- Cover for Untold Tales of Spider-Man #2 (October 1995), the first appearance of Batwing. Art by Pat Olliffe and Al Vey.

Publication information
- Publisher: Marvel Comics
- First appearance: Untold Tales of Spider-Man #2 (October 1995)
- Created by: Kurt Busiek Pat Olliffe

In-story information
- Alter ego: James "Jimmy" Santini
- Species: Human mutate
- Team affiliations: The Initiative Avengers Academy
- Abilities: Superhuman speed Flight via bat wings Enhanced hearing Echolocation Night vision Sharp claws and fangs

= Batwing (Marvel Comics) =

Fictional character in Marvel Comics

James "Jimmy" Santini is a character appearing in American comic books published by Marvel Comics. Created by writer Kurt Busiek and artist Pat Olliffe, the character first appeared in Untold Tales of Spider-Man #2 (October 1995). Santini is known under the codename Batwing. He mutated into a bat-like creature after surviving an attack by polluters while investigating illegal waste dumping. Rejected by his mother and pursued under a bounty, he is aided by Peter Parker / Spider-Man and later joins the Initiative and the Avengers Academy.

==Publication history==
James Santini debuted in Untold Tales of Spider-Man #2 (October 1995), created by Kurt Busiek and Pat Olliffe. He subsequently appeared in several Marvel series, including Thunderbolts (2006), Avengers: The Initiative (2007), and Avengers Academy (2010).

==Fictional character biography==
Young Jimmy Santini joined his father in investigating illegal toxic waste dumping in Carlsbad Caverns National Park when his father was either shot in the back by the polluters or fell to his death in the deep caverns (the full details were murky in Jimmy's diary). Jimmy was lost in the caverns and drank toxic water, causing him to mutate into a bat-like creature. After arriving in New York City, Jimmy lives under an old pier and begins stealing food to survive.

When New York City Councilman Randolph Cherryh is dining with his girlfriend, Batwing appears and steals some of his apples, humiliating Cherryh. Cherryh places a bounty on Batwing, which Peter Parker decides to take part on during his financial problems. Cherryh arranges for a party as part of a trap. When Batwing arrives, the police begin shooting, only for Peter Parker in his alias of Spider-Man to web up the guns and pursue Batwing. Batwing battles Spider-Man before fleeing to where he lived under the pier. When Spider-Man follows Batwing to the pier, he discovers that Batwing is just a scared kid who was stealing food to survive. Spider-Man reads some of his history before Jimmy encounters Cherryh, who had secretly followed him in his helicopter. Cherryh is about to kill Batwing when Spider-Man webs down his men. Batwing flees despite Spider-Man's offer to get Reed Richards or Hank Pym to help cure him. Cherryh vows to ruin Spider-Man's life before having his mouth webbed and himself being shoved into a garbage can.

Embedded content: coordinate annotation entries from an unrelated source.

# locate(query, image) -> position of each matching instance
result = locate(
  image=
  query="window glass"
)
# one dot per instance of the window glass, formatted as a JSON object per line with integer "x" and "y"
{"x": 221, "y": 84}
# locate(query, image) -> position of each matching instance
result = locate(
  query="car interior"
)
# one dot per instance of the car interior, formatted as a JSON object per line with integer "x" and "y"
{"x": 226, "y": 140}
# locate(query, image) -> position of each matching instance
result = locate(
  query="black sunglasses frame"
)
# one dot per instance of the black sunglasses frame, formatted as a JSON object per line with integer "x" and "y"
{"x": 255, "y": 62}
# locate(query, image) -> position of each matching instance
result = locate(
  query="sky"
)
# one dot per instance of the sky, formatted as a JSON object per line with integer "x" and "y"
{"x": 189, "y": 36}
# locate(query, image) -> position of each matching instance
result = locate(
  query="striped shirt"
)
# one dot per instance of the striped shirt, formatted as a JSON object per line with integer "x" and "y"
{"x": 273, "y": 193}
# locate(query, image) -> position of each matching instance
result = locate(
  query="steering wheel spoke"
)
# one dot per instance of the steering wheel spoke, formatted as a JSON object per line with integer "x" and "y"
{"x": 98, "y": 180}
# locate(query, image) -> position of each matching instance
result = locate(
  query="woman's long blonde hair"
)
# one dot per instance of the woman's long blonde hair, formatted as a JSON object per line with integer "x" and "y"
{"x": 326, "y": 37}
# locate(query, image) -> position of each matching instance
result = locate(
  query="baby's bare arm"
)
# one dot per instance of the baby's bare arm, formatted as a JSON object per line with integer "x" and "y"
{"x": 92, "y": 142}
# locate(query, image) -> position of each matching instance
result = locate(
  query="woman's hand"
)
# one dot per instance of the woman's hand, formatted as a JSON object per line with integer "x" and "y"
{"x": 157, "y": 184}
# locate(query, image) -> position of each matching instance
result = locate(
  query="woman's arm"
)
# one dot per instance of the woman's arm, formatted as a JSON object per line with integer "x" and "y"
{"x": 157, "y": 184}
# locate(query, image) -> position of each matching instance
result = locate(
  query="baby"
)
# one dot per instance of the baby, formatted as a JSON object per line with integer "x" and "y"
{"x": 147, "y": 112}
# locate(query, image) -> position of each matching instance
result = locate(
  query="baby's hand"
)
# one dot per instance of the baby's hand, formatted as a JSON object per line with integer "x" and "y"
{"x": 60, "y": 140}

Spider-Man later asks Dr. Curt Connors to use his expertise to help cure Jimmy. When an accident causes Connors to become the Lizard again, Batwing helps Spider-Man track him down and cure Connors. Connors and Jimmy leave New York for someplace quiet where Jimmy can be cured.

When Connors' cure fails, Batwing returns to New York and battles Spider-Man again. With his father dead and his mother rejecting him, Jimmy hopes for death. Spider-Man locates Jimmy's mother and tells her that Jimmy is still her son, regardless of his condition, and that she was wrong to reject him. As Batwing is about to be shot by the New York Police Department, Jimmy's mother intervenes and tells her son that she still loves him. Upon hearing this and knowing that he is loved, Jimmy reverts to his human form, and the police retreat. Jimmy goes home with his mother, finally receiving the love that he needs.

After the superhero Civil War, Batwing enters the Fifty State Initiative as one of the recruits at Camp Hammond along with Gorilla Girl, Prodigy, Butterball and others. He joins them so that they can help cure him of his bat form.

Batwing is later assigned to the Shadow Initiative. While the rest of the Initiative is busy with the Siege of Asgard, Penance evades the guards and convinces Batwing, Bengal, and Butterball into helping the Avengers Resistance. Batwing and Butterball later organize a new superteam for North Carolina, based in Morganton, to replace the incarcerated U-Foes.

During the Fear Itself storyline, Batwing appears at a meeting held by Prodigy regarding magical hammers that have crashed into the earth. He aids the team in rescuing survivors and appears during the battle against Thor Girl, who has regained her powers.

Batwing is part of the new class of students when the Avengers Academy moves to the former headquarters of the West Coast Avengers.

==Powers and abilities==
James Santini possesses bat-like wings that enable high-speed flight and agility, along with sharp claws and teeth, enhanced hearing, night vision, and the ability to emit high-frequency sounds for echolocation. His elongated fingers support his wings for greater control, and he is lightly covered in patches of fur.